Come August, I’ll feel my body and brain buckling down to the business of writing and research. I’ll take an inexplicable break mid-October and feel deeply resentful when I have to work in December. But for now it’s summer, and all I want to do is travel. It’s been five years since the last time I lived on the academic calendar, but its rhythms still tick inside me like an alternative circadian clock.
If I could design the next six weeks, it would be one long road-trip. This dream vacation wouldn’t be some chi-chi, visually-curated, Instagram-ready expedition but a hot and gritty and undirected one instead. I would leave without knowing what destination would mark my turnaround point. Its aimlessness would be the entire reason for the venture.

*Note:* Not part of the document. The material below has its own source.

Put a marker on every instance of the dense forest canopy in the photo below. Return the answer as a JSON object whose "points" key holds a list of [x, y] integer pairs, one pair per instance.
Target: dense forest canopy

My only rule for the road would be to follow John Steinbeck’s lead in Travels with Charley, I would avoid interstates and always choose the backroads. I’d stop whenever I felt the urge, exploring churches and fields and fishing holes and lunch spots. I’d never worry whether I’d gone far enough for the day or learned anything fruitful, though I would (try to) pause each night to journal the past day’s misadventures. Much of the time, I’d open the windows of my Prius and let the noise of the highway be my soundtrack, but when I needed a break from the South’s heat, I’d turn on my AC and replace the cicadas with audiobooks, letting the stories unfold as the miles passed by.
My parents taught me to love audiobooks during our long-ago family road trips to the beach or the mountains. When I was little, my favorite was a recording of the Wind and the Willows. Middle-school me, however, preferred Spunk, a collection of Zora Neale Hurston’s short stories. The best of them, I thought, was “The Gilded Six-Bits” about a marriage that falls apart and then back together again.
I can’t hit the road this summer, but I’ve still been able to indulge in some new writing from Hurston. In 2018, HarperCollins finally published her Barracoon: The Story of the Last “Black Cargo.”